That of course doesn't tell you who created the commit, because anybody
can create a commit like the example above. This is the reason that we have
Git commit signatures: those associate a particular commit to a particular
private key (PGP, SSH, or whatever other signatures your particular
implementation supports) in the usual way of public key cryptographic
systems.
The signature covers only the data in the commit object itself (i.e., the
data you see in the example above, less the gpgsig field). That is as
secure as the public key encryption system and procedures used to generate
the signature.
The remainder, including the files in the commit, the parent commits, and
their files, is only as secure as the hashing algorithm used to build the
chain/graph. In a standard Git repo this is SHA-1, which, while not
terrible, [has not been considered secure][sch] against well-funded
attackers since the mid-2000s.
This can be mitigated by using SHA-256 hashes in Git, but this is
not the default and is still considered experimental
functionality (though the format is not expected to change in a
backward incompatible way). But do keep in mind that many (most?) remote
repo storage systems (such as GitHub) do not support SHA-256 hashes, so you
cannot transfer SHA-256 hashes through them.
¹ While the Git user interface often presents the illusion that
objects can be modified, this is not actually the case. When you perform an
action such as a git commit --amend, no objects are modified. Instead, a
new commit object is created (with a new ID) with the same parent as the
old commit object and the head ref you're currently using (e.g., a "branch"

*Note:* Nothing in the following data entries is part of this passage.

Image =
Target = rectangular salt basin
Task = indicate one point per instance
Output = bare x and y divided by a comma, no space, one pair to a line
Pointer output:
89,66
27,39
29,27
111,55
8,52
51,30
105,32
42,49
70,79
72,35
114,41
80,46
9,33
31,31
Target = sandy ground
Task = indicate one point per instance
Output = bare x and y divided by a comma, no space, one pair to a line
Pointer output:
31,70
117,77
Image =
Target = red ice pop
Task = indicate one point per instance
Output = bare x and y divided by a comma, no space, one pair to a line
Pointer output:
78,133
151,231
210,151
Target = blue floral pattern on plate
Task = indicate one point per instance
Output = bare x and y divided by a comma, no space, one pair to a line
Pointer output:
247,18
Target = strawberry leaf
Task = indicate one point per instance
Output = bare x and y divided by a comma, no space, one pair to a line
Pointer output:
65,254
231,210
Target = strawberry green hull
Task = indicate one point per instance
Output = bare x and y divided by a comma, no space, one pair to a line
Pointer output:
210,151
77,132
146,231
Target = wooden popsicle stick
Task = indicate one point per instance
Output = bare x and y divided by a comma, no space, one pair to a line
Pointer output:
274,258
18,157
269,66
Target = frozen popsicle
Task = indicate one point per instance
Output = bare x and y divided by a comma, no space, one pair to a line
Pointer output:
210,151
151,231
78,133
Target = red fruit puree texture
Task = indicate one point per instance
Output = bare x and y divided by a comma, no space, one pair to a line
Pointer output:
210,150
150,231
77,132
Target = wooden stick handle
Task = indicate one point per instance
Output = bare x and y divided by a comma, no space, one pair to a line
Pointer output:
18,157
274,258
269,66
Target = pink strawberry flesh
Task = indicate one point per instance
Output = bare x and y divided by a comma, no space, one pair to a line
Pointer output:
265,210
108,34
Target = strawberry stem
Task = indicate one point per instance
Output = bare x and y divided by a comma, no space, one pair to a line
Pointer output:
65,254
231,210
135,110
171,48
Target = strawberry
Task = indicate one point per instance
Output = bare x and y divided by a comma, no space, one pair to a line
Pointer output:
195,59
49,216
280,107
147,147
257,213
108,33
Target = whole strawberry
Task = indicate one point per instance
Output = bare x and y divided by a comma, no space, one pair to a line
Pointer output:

called main) is then updated to reference that new commit. The old commit
is still in the repo and can still be accessed via its ID until it's
eventually garbage-collected. (You can easily find the IDs of commits no
longer referenced by your heads ("branches") using git reflog.)
² I use scare quotes on "branch" here because the term can be
confusing when discussing the structure of a Git repo. Both the trees of
Git commits and the git object database itself are graphs, and in graph
theory "branch" has a specific meaning that involves multiple nodes in
the graph. As the term is generally used by the Git documentation and
community, it really means a "ref," i.e., one of the variables with names
like refs/heads/main that points to a single node in the graph at any one
time, but points to different nodes over time.